Generally, courts review the following factors in determining the nature of an S corporation employee-shareholder's compensation:

  • Training and experience
  • Duties and responsibilities
  • Time and effort devoted to the business
  • Dividend history
  • Payments to non-shareholder employees
  • Timing and manner of paying bonuses to key people
  • What comparable businesses pay for similar services
  • Compensation agreements
  • The use of a formula to determine compensation

Examining these factors, the Watson district court held that the proper tax treatment of funds disbursed by an S corporation to its employees or shareholders turns on an analysis of whether the payments were remuneration for services performed, ultimately concluding that the amounts paid were remuneration for services performed, focusing on Watson's advanced tax degree, years of experience, and the fact that he was one of the highest earners at his accounting firm.

The Watson facts may also be emblematic of the axiom "Pigs get fat; hogs get slaughtered." Mr. Watson only paid himself a yearly salary of $24,000, while annually receiving "dividends" in excess of $175,000. The court found it highly unlikely that an accountant of his standing and experience would be willing to work for a $24,000 salary, and found that the sole purpose behind the compensation arrangement was to avoid the payment of employment taxes. It likely did not help Mr.
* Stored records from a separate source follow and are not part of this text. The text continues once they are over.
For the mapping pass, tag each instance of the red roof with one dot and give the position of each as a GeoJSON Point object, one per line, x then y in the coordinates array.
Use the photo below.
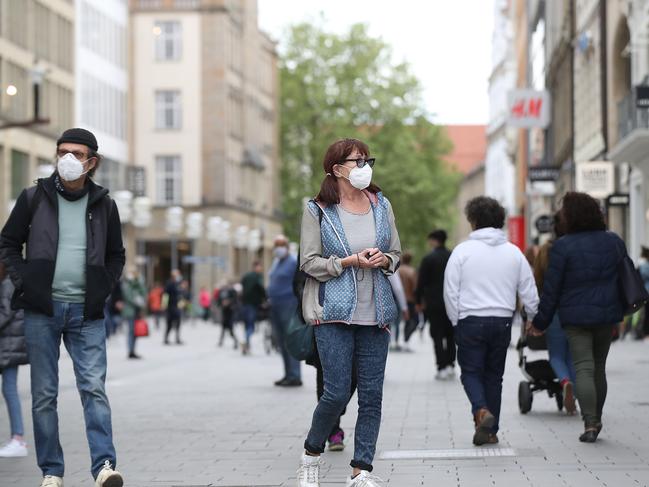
{"type": "Point", "coordinates": [469, 146]}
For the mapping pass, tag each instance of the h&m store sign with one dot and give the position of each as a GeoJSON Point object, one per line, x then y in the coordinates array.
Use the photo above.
{"type": "Point", "coordinates": [528, 109]}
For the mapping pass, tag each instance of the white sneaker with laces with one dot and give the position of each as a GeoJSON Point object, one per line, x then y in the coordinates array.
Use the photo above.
{"type": "Point", "coordinates": [308, 475]}
{"type": "Point", "coordinates": [108, 477]}
{"type": "Point", "coordinates": [52, 481]}
{"type": "Point", "coordinates": [364, 479]}
{"type": "Point", "coordinates": [14, 448]}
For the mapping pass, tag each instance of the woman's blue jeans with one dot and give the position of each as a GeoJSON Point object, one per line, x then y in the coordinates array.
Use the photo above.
{"type": "Point", "coordinates": [10, 393]}
{"type": "Point", "coordinates": [339, 347]}
{"type": "Point", "coordinates": [559, 351]}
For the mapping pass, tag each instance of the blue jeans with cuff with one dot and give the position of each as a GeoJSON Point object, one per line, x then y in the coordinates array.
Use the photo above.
{"type": "Point", "coordinates": [339, 347]}
{"type": "Point", "coordinates": [85, 341]}
{"type": "Point", "coordinates": [10, 393]}
{"type": "Point", "coordinates": [482, 344]}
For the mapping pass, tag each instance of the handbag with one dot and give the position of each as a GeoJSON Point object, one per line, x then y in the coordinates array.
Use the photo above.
{"type": "Point", "coordinates": [300, 338]}
{"type": "Point", "coordinates": [632, 290]}
{"type": "Point", "coordinates": [141, 328]}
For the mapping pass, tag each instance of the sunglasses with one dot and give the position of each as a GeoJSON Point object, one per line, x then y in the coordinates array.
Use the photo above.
{"type": "Point", "coordinates": [360, 162]}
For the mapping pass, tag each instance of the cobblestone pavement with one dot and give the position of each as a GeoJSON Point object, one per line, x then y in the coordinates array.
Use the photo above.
{"type": "Point", "coordinates": [199, 415]}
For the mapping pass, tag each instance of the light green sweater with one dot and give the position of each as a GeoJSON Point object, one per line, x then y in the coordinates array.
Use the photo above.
{"type": "Point", "coordinates": [69, 285]}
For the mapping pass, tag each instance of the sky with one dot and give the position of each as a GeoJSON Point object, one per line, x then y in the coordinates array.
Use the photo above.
{"type": "Point", "coordinates": [447, 43]}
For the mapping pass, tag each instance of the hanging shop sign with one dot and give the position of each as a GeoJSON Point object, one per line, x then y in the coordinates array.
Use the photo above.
{"type": "Point", "coordinates": [516, 231]}
{"type": "Point", "coordinates": [543, 173]}
{"type": "Point", "coordinates": [596, 178]}
{"type": "Point", "coordinates": [528, 109]}
{"type": "Point", "coordinates": [618, 199]}
{"type": "Point", "coordinates": [544, 224]}
{"type": "Point", "coordinates": [642, 96]}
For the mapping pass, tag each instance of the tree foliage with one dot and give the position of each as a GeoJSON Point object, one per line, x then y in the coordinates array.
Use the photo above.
{"type": "Point", "coordinates": [346, 85]}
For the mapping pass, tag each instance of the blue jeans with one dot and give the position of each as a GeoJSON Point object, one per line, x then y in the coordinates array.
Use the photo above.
{"type": "Point", "coordinates": [85, 341]}
{"type": "Point", "coordinates": [131, 336]}
{"type": "Point", "coordinates": [482, 344]}
{"type": "Point", "coordinates": [339, 346]}
{"type": "Point", "coordinates": [249, 317]}
{"type": "Point", "coordinates": [559, 351]}
{"type": "Point", "coordinates": [10, 393]}
{"type": "Point", "coordinates": [280, 316]}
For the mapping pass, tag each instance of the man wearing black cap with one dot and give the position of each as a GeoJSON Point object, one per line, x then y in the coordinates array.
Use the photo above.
{"type": "Point", "coordinates": [71, 231]}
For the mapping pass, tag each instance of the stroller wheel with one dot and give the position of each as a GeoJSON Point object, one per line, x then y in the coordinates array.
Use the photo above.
{"type": "Point", "coordinates": [525, 397]}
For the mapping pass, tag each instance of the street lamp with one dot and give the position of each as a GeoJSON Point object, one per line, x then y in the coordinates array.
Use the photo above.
{"type": "Point", "coordinates": [141, 219]}
{"type": "Point", "coordinates": [174, 226]}
{"type": "Point", "coordinates": [37, 73]}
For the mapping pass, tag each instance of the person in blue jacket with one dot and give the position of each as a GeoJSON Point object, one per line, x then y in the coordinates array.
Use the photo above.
{"type": "Point", "coordinates": [581, 283]}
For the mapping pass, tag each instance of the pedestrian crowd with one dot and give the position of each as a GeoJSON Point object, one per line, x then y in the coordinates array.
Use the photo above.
{"type": "Point", "coordinates": [349, 298]}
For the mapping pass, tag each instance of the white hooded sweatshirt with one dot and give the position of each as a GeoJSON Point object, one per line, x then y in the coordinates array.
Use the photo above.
{"type": "Point", "coordinates": [484, 275]}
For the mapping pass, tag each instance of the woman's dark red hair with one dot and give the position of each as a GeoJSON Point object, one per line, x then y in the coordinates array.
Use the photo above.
{"type": "Point", "coordinates": [581, 213]}
{"type": "Point", "coordinates": [336, 154]}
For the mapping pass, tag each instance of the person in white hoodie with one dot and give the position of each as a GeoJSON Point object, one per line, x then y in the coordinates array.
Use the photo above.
{"type": "Point", "coordinates": [482, 280]}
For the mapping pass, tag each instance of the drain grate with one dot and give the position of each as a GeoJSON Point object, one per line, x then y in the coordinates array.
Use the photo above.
{"type": "Point", "coordinates": [447, 454]}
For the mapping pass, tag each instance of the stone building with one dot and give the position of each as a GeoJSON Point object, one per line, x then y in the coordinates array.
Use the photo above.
{"type": "Point", "coordinates": [204, 80]}
{"type": "Point", "coordinates": [36, 49]}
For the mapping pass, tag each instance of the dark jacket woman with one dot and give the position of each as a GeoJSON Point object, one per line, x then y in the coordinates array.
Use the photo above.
{"type": "Point", "coordinates": [581, 281]}
{"type": "Point", "coordinates": [582, 284]}
{"type": "Point", "coordinates": [12, 337]}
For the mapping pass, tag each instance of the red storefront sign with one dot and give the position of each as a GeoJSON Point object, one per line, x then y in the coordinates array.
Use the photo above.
{"type": "Point", "coordinates": [528, 108]}
{"type": "Point", "coordinates": [516, 231]}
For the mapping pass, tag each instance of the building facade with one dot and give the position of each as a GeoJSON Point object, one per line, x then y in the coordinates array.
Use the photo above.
{"type": "Point", "coordinates": [101, 80]}
{"type": "Point", "coordinates": [500, 172]}
{"type": "Point", "coordinates": [205, 81]}
{"type": "Point", "coordinates": [36, 48]}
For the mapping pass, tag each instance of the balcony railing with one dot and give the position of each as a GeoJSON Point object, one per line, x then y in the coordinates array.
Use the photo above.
{"type": "Point", "coordinates": [629, 117]}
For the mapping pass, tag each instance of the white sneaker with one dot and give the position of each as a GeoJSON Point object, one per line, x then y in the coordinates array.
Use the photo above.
{"type": "Point", "coordinates": [108, 477]}
{"type": "Point", "coordinates": [449, 372]}
{"type": "Point", "coordinates": [52, 481]}
{"type": "Point", "coordinates": [364, 479]}
{"type": "Point", "coordinates": [308, 475]}
{"type": "Point", "coordinates": [14, 448]}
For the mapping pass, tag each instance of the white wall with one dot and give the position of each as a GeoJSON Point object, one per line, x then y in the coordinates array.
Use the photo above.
{"type": "Point", "coordinates": [150, 75]}
{"type": "Point", "coordinates": [101, 42]}
{"type": "Point", "coordinates": [499, 168]}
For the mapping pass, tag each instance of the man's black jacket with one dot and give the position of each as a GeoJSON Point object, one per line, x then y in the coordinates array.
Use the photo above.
{"type": "Point", "coordinates": [34, 223]}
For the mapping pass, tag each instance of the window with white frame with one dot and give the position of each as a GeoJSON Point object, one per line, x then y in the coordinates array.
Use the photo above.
{"type": "Point", "coordinates": [168, 180]}
{"type": "Point", "coordinates": [168, 109]}
{"type": "Point", "coordinates": [168, 40]}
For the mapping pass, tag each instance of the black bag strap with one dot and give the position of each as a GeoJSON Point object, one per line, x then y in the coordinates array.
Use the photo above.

Watson's case that he was, in fact, an accountant.

Practice Tips

Aggressive tax planning inside S corporations has been the subject of increased IRS scrutiny for a number of years, with the Service proclaiming with frequency that it intends to audit more and more of these corporations to see if they are playing the employment tax "game." This does not mean that S corporation shareholders and their advisors cannot use the advantages available to them; rather, it simply means that they should consider what seems reasonable under the circumstances. This is particularly true in the case of service professions-law, medicine, and accounting, for example-where it is difficult to draw the line between what, if anything, represents a return on ownership of the enterprise and what is attributable solely to the efforts of the compensated individual. In 2010, the House of Representatives passed legislation which would subject all earnings of employee/shareholders in personal service corporations (such as law and accounting firms) to employment taxes, but this legislation did not make it through the Senate.